После успешных испытаний первой советской ядерной бомбы РДС-1 (она была взорвана в 7 утра 29 августа 1949 года на Семипалатинском полигоне) Сталин представил к наградам длинный список всех тех, кто участвовал в ядерном проекте. Известно, что Берия заранее подготовил этот список. И в случае провала он превратился бы из наградного в расстрельный.
Каково же было удивление Курчатова, когда он увидел в этом списке лишь пятерых разведчиков. Он, конечно, не знал их всех поименно, просто, увидев пять незнакомых фамилий, сразу понял – это разведка. В списке значились Семен Семенов (Твен), Анатолий Горский (Вадим), Александр Феклисов (Калистрат), Владимир Барковский (Джерри) и Анатолий Яцков (Яковлев). Курчатов прекрасно понимал, что на самом деле их – людей, которые все это время буквально впотьмах прокладывали путь советским ядерщикам, – было гораздо больше.

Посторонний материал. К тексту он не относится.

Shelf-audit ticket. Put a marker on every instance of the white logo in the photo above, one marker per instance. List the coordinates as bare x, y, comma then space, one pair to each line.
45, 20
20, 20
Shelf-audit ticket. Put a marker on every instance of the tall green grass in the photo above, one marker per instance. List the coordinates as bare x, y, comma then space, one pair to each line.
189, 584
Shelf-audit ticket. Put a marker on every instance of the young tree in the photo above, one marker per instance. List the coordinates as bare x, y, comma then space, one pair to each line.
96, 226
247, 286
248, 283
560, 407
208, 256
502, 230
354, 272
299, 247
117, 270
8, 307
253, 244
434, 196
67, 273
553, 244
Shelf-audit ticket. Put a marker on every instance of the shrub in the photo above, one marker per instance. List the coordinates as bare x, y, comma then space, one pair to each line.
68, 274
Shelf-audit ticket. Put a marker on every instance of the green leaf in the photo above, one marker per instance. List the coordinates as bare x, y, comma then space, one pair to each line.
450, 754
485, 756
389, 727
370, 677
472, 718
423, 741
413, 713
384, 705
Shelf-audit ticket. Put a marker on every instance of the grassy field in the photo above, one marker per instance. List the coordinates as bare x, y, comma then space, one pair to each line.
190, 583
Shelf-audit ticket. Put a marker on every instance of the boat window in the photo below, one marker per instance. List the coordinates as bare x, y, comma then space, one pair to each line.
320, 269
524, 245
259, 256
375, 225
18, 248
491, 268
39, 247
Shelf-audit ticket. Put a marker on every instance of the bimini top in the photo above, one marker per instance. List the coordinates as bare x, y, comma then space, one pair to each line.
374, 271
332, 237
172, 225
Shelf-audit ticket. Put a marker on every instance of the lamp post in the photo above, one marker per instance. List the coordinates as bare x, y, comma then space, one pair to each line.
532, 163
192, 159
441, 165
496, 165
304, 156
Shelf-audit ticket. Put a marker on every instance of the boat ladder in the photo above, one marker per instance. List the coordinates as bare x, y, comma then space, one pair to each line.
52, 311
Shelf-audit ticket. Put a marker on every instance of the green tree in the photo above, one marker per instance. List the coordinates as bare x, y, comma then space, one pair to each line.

Но, поскольку Курчатов лично общался лишь с одним человеком – Леонидом Квасниковым, – его глубоко потрясло, что в этом коротком списке не нашел его фамилии…
В тот момент Курчатов уже пользовался авторитетом невероятных масштабов и не побоялся обратиться к автору списка Берии с вопросом: «А как же Квасников?» Берия не нашелся что ответить и просто внес Квасникова в список задним числом…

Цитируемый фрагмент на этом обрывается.